Ich bin irritiert, wenn ich Aussagen von einigen Eltern höre, die über musizierende Kinder sprechen.
Sehr irritiert, weil ich sie nicht verstehe.

Musik ist etwas Schönes.
Musik ist etwas Besonderes.
Musik macht etwas mit mir.
Musik ist Genuss.
Jemand, der sein Instrument beherrscht, die Musik mit dem Körper lebt, hat meine vollste Bewunderung.

Bis jemand so weit ist, dass andere seine Musik genießen können, dauert es.
Das ist nun einmal so.
Viele Minuten und Stunden des Übens, der Misstöne, des holzig-Klingens, des Gefühls, das Stück sperre sich, angemessen gespielt zu werden.

Und gerade diese Zeit des Übens und Wachsens scheint viele Eltern total zu nerven.
Das ist das Irritierende für mich.

Alle sagen gern „mein Kind spielt Klavier oder Geige oder hastdunichtgesehen“.
Alle würden gern sagen: „Mein Kind hat einen Preis gewonnen, wurde auserkoren, in einem Orchester zu spielen oder sonst etwas stolz machendes.“
Einige von denen sagen: „Ich kann dieses Gequietsche und diese ständigen Wiederholungen nicht ausstehen!“
Einige tun dies in epischer Breite und in Anwesenheit des Kindes.
Das irritiert mich und manchmal macht es mich wütend.
Mein Argument „Um etwas zu können, muss man es üben.“ wird weggewischt mit „Aber doch nicht so nervig!“

Oder so etwas: „Ich habe meinem Kind gesagt: Du darfst alle Instrumente spielen, nur nicht Geige, Horn oder Schlagzeug, am besten Keyboard, da kann man Kopfhörer anschließen.“

Die Krönung war eine Mutter, die ich aus Kinderturnenzeiten kenne.
Ich traf sie neulich vor der Musikschule, wir unterhielten uns.
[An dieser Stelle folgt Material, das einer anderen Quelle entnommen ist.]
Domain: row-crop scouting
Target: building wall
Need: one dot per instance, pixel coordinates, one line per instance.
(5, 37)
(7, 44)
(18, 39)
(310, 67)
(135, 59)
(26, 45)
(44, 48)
Als sie hörte, dass der Sohn und ich Schüler dort sind, rief sie geschockt aus: „Oh mein Gott! Dein Sohn Schlagzeug und du Klavier! Wie gut, dass ihr nicht unsere Nachbarn seid!“
Auch das ließ mich äußerst irritiert zurück.

Was ist das für ein Blick auf das Kind, auf seine Entwicklung?
Welchen Stellenwert hat das Reifen der Persönlichkeit des Kindes, wenn man ihm unter die Nase reibt, dass dieser Aspekt jetzt schon ziemlich nervt?

Diese Irritation hält an.
Aber ich weiß, dass das nur wenige Eltern sind.
Die meisten Eltern, die ich kenne, unterstützen ihr Kind und ertragen es gern, dass es übt und freuen sich über Fortschritte.
Danke an diese Eltern.
Machen wir weiter so und tragen die Musik unserer Kinder im Herzen.